- 591 Okunma
- 0 Yorum
- 0 Beğeni
1
Üstün yetenekli çocukların eğitimi ile ilgili araştırma raporunun sonuçları hakkında görüşlerini açıklayan bir bayan milletvekilini izliyorum gözlüklü gri fuları yakasından sarkmış acaba meclisimizin yüzde kaçı bayan birden aklıma takıldı bu soru,saygılar sunarak tamamladı konuşmasını,ismini yada hangi ilimizin mebusu olduğunu bilmiyorum bir ara dağa çıkan çocuklardan dahiler çıkabilir dediğini hatırlıyorum bu cümleyi duyduğumda elimdeki kitabı bırakıp serin bir yaz gecesi yıldızları izleyerek uyumaya çalışan bir genç çizdim kafamda kimilerine göre özgürlük savaşçısı kimisine göre terörist ama son otuz yıldır hep gündemde olan gençler onlar;acaba bu gençler aşk hakkında ne düşünür?İlişkiye girenlerin infaz edildiğini anlatan bir röportaj okumuştum oysa serin bir yaz gecesi çimenlerin üzerine uzanıp sevgilinle birlikte yıldızları izlemekten başka ne vardır ki dünyada?Söz röportajdan açıldığı madem aklıma geldi bu benim de hep denemek istediğim bir alandır en çok da sosyal hizmetler il müdürlüğünde çalıştığım yıllarda,hayatıma giren farklı insanlar vardı o yıllarda …kocasından şiddet gören yada içki parası için satılan kadınlar,dayak ve tacize uğrayan genç kızlar,evden kaçıp kamyon şöförünün tecavüzü yüzünden kadınlığa özenen parlak delikanlılar …
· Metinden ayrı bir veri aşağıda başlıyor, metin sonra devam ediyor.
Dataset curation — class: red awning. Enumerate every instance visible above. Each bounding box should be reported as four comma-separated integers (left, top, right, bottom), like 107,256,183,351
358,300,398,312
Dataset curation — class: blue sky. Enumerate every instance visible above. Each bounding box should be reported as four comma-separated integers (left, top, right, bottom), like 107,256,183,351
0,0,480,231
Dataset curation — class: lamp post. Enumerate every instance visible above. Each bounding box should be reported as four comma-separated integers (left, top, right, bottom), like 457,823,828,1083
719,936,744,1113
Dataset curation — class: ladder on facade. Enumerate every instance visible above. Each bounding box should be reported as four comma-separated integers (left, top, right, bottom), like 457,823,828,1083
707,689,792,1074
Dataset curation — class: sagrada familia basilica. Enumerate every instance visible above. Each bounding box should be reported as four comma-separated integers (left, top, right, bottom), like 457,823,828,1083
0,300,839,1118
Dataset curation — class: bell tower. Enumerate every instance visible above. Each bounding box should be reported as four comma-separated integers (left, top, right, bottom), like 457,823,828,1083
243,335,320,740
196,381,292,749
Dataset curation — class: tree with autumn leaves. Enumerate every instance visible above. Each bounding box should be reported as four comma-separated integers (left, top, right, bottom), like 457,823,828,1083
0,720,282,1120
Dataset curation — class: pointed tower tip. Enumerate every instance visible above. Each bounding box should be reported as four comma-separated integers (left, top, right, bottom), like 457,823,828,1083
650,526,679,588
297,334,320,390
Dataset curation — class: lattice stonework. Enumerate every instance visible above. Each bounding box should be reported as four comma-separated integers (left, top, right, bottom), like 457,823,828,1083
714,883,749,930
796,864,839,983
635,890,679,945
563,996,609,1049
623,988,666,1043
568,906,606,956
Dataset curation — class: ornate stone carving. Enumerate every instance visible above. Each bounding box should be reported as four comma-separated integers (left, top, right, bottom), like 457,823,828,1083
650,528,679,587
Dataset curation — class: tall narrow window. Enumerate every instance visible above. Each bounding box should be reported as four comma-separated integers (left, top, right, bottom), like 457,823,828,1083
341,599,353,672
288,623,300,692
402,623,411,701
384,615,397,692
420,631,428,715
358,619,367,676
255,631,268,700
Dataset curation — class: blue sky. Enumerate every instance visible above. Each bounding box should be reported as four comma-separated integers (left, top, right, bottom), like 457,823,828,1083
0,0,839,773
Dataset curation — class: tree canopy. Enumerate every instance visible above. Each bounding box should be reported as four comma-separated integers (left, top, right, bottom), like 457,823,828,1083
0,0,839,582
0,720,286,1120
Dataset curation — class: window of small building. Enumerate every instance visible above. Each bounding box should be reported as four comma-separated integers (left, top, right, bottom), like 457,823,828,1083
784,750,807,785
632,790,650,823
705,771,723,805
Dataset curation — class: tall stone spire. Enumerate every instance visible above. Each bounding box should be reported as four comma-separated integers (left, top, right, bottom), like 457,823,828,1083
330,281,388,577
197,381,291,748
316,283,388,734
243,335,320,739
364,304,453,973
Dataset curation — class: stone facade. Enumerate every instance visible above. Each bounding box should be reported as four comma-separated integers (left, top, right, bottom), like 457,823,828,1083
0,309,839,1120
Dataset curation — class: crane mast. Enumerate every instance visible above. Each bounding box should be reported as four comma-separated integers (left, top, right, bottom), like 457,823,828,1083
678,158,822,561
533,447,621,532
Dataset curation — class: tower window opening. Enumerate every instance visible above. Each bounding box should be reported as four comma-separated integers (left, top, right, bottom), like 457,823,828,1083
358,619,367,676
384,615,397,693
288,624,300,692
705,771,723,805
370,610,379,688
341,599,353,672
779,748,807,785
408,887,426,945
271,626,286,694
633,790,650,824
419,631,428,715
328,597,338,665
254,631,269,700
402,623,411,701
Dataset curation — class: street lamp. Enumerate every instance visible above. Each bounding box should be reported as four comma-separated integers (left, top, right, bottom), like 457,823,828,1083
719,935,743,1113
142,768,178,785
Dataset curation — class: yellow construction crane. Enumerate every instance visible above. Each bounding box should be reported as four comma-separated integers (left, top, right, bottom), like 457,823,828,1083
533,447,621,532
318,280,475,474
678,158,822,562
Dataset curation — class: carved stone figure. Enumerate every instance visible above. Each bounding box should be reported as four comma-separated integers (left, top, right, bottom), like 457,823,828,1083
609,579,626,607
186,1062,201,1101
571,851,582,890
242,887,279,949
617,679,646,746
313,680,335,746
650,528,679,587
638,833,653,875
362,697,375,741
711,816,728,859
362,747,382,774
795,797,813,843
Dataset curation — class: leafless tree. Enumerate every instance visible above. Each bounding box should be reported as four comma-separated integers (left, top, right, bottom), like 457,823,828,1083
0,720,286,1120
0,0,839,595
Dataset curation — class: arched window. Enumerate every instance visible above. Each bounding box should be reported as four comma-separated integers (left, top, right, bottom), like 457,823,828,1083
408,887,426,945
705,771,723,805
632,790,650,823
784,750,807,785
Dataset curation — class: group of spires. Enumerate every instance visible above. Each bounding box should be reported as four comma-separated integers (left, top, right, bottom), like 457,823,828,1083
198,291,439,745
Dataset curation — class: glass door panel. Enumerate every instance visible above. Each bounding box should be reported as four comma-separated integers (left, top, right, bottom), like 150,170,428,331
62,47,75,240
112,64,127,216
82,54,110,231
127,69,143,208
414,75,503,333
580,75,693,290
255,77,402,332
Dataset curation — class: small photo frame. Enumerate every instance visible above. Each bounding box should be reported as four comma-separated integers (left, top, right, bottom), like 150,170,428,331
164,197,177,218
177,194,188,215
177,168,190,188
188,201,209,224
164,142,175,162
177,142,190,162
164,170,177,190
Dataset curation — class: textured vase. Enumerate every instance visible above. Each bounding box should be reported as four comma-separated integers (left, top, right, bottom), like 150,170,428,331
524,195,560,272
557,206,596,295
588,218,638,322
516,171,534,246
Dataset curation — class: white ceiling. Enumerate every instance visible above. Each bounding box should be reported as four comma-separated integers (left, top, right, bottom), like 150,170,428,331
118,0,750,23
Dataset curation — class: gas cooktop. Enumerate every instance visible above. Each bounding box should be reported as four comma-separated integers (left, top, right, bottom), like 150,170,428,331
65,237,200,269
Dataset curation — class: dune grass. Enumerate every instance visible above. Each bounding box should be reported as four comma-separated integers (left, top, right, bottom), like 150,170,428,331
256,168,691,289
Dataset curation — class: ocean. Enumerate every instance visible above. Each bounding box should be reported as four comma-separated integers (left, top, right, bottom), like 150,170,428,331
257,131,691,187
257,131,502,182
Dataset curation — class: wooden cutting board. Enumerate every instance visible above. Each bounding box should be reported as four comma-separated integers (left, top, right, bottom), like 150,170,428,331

Hayatımda eğitime ara verdiğim ama öğrenmeye devam ettiğim yıllardı,gece nöbetlerinde güvenlik görevlisi kanepede horlarken yatakhanede yorganın altında terk edildiği için sessizce ağlayan çocuk bana hayatı öğretti ve gençliğinde top peşinde koşarken kas erimesi sonucu yatağa mahkum olan iri mavi gözleri ile dağ köyündeki evinin penceresinden arabamızın geldiği yolu gözleyen Hüseyin de öğretti hayatı bana,hayatın hep düz olmadığını,hepimizin engelli adayı olduğunu öğretti,Hüseyin yatalak olunca tam bir kitap kurdu olmuştu,her ay ziyaretine gelirken ona kitap getirirdim,onu yaşama bağlıyan sadece kitaplardı ve ben onun okuma hızına asla yetişemezdim.Taze beyinlere zihnin en açık olduğu sabah saatlerinde karmaşık formülleri öğretmekle;aynı saatlerde televizyonun karşısında yeni uyanmış olmasına rağmen tekrar kestirmeye başlayan bir yaşlının sağlık durumunu sormak arasında kalmıştım aslında,bu kararsızlıkta egoistliğinde payı vardı ,neden mi?Çünkü gecede iki kitap bitirdiğim oluyordu ,daha önce yarım bıraktığım romanları penceremden serin havanın getirdiği çiçek kokusu ile birlikte heyecan içinde okuyordum,galiba okumak içinde yazmak için de tek koşul yalnız olmaktı.Gece sadece kuş sesleri eşliğinde okumanızı tavsiye ederim.Ayrıca kuş seslerinin ben de anısı vardır;ilk flörtümle gözden uzak olmak için girdiğimiz dallar arasında ne zaman yakınlaşsak bu seslerle huzur bulurduk.
YORUMLAR
Henüz yorum yapılmamış.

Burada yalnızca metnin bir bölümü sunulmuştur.